To install the Zero Glide® nut system, you will need the following:
Razor blade, 3" x 4" wood block (must be very straight) with glued 120 grit sandpaper, small hammer, masking tape, pencil, superglue (medium –thick viscosity) & applicator (toothpick is ideal), wire snippers, thin file or sanding block (spark plug file is ideal). Other beneficial but optional tools include: Sandpaper 240, 320, 400, 600 if you desire to polish the nut end.
With a razor blade, score the edges of the old nut along the neck and fingerboard. This is done to prevent any chipping when removing the old nut. Using the small wood block and a small hammer, gently tap the nut from the fingerboard side to loosen it from the slot. Scrape away any remaining glue from the slot with the razor blade to allow for the Zero Glide nut to fit flush.
The thickness of the ZG nut must fit accurately in the channel. So the thickness may need to be sanded to the same as the original nut. Sand only the back of the nut (opposite the steps) to make a tight fit.
When shaping the width, notice the Zero Glide nut is slightly wider than the neck width. It needs to be sanded to fit flush with the fingerboard. If the Zero Glide nut is pre-slotted, slide the nut into the proper position so the outside string slots are equal distance from the fingerboard edges. It may be helpful to place the two outside strings into the two outside slots of the nut to better visualize and determine the accurate placement. Tape the nut into place, turn the instrument over, and trace the neck contour on the nut with a sharp pencil. Remove the nut from the neck and sand the edges to the drawn lines on the nut. When fitted properly, the nut can optionally be polished using a 240, 320, 400 600 grit sandpaper, and then buffed with a polishing compound.
When shaping the height, the top step on the Zero Glide nut must be level with the fingerboard. Using the same flat surface equipped with 120 grit sandpaper used in previous step, carefully sand the bottom of the nut. Check often to be sure the bass and the treble sides are sanded to match the height of the fingerboard.
Note: The nut slot depth in the neck is not always perfectly level so sanding the bass or treble side of the Zero Glide nut more than the other may be necessary to accurately match the fingerboard.
If you have a Fender nut, continue to Step 3.5, otherwise go to Step 4.
If the nut shelf has a radius (curve), you will have to sand off the nub in the center-bottom until it fits correctly.
The nut should have a .025" gap between the fingerboard and the nut (to make space for the fret). If the nut is too wide for the shelf, sand the back off the nut until it fits with the fret between the nut and the fretboard.
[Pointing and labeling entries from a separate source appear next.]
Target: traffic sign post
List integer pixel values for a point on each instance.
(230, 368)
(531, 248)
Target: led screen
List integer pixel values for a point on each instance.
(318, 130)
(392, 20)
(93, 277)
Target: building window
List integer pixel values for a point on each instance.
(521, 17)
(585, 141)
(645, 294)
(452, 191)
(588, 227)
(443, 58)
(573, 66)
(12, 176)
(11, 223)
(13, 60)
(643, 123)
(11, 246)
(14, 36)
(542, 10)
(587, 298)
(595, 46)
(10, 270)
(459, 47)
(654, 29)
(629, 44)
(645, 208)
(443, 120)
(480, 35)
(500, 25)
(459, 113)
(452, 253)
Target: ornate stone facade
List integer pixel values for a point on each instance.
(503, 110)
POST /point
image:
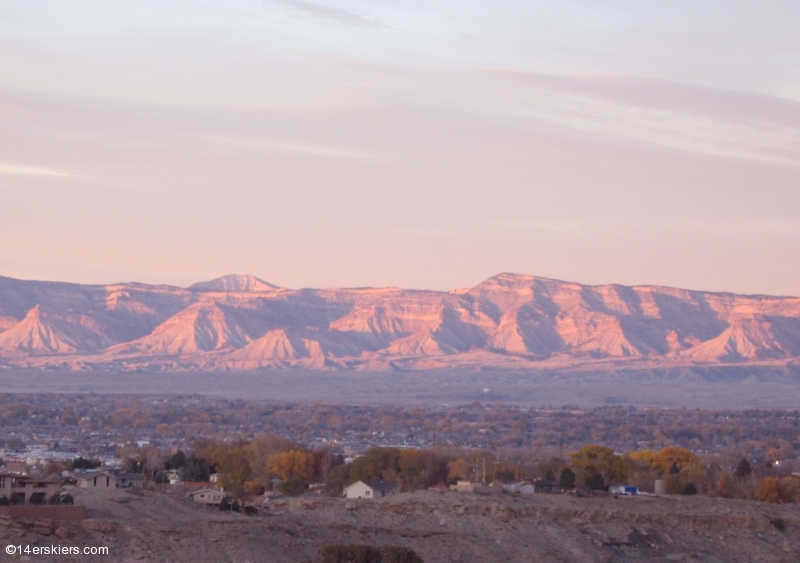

Glue the Zero Glide nut into the nut slot in the neck using two small drops of superglue on the bottom surface of the nut slot. The ideal location for the small drops is roughly 5mm from the edges of the fingerboard to avoid any squeeze–out when the nut is pressed in, and using a toothpick as an applicator is recommended to control the amount of glue used.
Note: Thin viscosity superglue is not recommended as it sets too quickly. Medium to thick viscosity superglue is recommended.
Three fret sizes of varying heights are included in Zero Glide packaging. Choose the fret that is most similar to that of the 1st fret on the instrument and position the fret tang between the fingerboard and the top step of the Zero Glide nut so that the fret is seated. Reference this illustration for help.
String the instrument and tune to pitch to test the fret height. Play each open string. If a fret buzz occurs, detune the strings and replace with the next largest fret size. For best playability, choose the smallest fret size that does not allow the string to buzz when played open. The string slots in the Zero Glide nut are cut lower than the fret so that no nut filing is necessary. The fret can now be glued into place by carefully applying two small drops of superglue to the fret tang and pressing it into position. Immediately string and tune the instrument to allow the string pressure to firmly seat the fret.
With the fret still in the Zero Glide nut, use wire snippers to cup away the excess fret material. Using a thin metal file or sanding block, sand the fret to match the width of the nut. The fret ends may be beveled to match the other frets. Since the fret and nut has already been glued, use extreme care so not to damage the finish on side of neck.
Congratulations, your fretted instrument will now tune better, open strings will be brighter, and the notes played on the first fret will be easily fretted. For those using D tuners on banjos, or vibrato arms on guitars, you may periodically spray on a silicone lubricant, such as Fingerease on the fret, for even better glide tuning!